En última instancia, este papel que desempeñan los convierte en personas aisladas y miserables.

Las perseguidoras tienden a compensar los sentimientos internos de inutilidad mediante la emisión de aires de grandiosidad (que es una de las características de los/las narcisistas). La grandiosidad viene de la vergüenza, es un encubrimiento de profundos sentimientos de inferioridad.

Para un perseguidor es difícil asumir la responsabilidad sobre cómo hacen daño a los demás. En su cabeza, lo que se dicen a sí mismas para justificar lo que hacen es que las otras personas se merecen lo que les hacen.

La actitud de la perseguidora es que la vida es una lucha constante por la supervivencia. Desde su punto de vista, tienen que luchar para protegerse de las muchas amenazas que hay en un mundo que es hostil.

La mayoría de los perseguidores no pueden admitir que han adoptado actitudes que son, objetivamente hablando, hostiles, agresivas y abusivas. Más bien, racionalizan su hostilidad, justificándola como la única alternativa a la victimización. Es decir, en su cabeza sólo puedes ser el que hace daño o el que lo sufre, no hay más posturas frente a la vida.

Por regla general, las perseguidoras siempre necesitan tener alguna situación o persona en su vida a la que puedan culpar para justificar su rabia y sobre la que pueden descargarla.

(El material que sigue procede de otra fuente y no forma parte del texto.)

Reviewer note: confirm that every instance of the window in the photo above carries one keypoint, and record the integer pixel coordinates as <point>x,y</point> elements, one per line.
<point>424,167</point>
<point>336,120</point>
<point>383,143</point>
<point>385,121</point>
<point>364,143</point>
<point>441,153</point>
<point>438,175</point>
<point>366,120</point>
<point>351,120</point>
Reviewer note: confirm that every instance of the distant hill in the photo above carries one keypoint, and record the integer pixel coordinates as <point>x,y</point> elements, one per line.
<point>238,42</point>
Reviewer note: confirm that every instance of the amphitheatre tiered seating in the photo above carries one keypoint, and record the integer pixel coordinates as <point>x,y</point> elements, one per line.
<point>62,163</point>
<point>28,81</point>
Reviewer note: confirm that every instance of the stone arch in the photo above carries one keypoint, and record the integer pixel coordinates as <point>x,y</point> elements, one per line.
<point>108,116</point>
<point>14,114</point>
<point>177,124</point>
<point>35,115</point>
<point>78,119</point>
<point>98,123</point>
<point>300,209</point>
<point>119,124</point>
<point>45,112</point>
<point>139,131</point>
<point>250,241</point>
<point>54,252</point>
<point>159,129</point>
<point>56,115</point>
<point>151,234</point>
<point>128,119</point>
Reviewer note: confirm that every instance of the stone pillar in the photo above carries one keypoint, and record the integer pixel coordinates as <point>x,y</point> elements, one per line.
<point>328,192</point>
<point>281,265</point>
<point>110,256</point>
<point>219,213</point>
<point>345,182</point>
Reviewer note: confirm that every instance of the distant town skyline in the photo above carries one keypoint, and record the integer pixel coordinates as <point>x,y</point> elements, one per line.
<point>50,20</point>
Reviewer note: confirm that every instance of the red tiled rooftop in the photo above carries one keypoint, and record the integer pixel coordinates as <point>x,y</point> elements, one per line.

Esa otra persona es más que probable que está adoptando a su vez el rol neurótico de la víctima. Si una de las dos personas, abandona ese rol, la otra es posible que lo haga también o se aleje en busca de otra persona que le permita perpetuar el rol. La persona que es más probable que abandone el rol es la víctima porque aunque esté repitiendo un rol de infancia, le hace sufrir.

Mantenerse en su perpetuo enfado, aunque sea algo doloroso, que les convierte en personas muy rígidas y muy neuróticas y en la búsqueda de otros/otras en quienes descargar esa ira, les permite negarse a reconocer y experimentar el dolor de haber sido maltratados o abusados ​​cuando eran niños.

Rasgos de una persona que adoptado el rol del perseguidor/la perseguidora

o Inconscientemente, utiliza la superioridad, la ira y la confrontación para mantenerse en negación sobre el dolor de una infancia disfuncional o abusiva.
o Necesita tener el control y usa la fuerza verbal o física para mantenerse en el poder.
o Incapaz de sentirse vulnerable y niega tener dolor y debilidades.
o Utiliza la culpa, las críticas y los ataques a los demás para negar la ira y el estrés propios.
o Fuerte necesidad de tener razón y no tener su autoridad desafiada.   Encuentra formas rebuscadas y absurdas de afirmar que los demás están equivocados como excusa para debilitarlos, humillarlos o someterlos.
o Fuerte sentido de derecho – actitud de “me debes” – y dispuesto a usar la fuerza verbal o física para obtener lo que quiere.
o Personalidad grandiosa, creyendo que son superiores a los demás y que otros merecen ser maltratados, abusados o castigados.
o Es más que probable que hayan tenido un padre/madre/pariente cercano que les enseñó el comportamiento agresivo y el tema de vencer a través de la fuerza.
o Es más que probable que hayan tenido un padre/madre/pariente cercano que los/las mimó, sembrando sentimientos de derecho y superioridad.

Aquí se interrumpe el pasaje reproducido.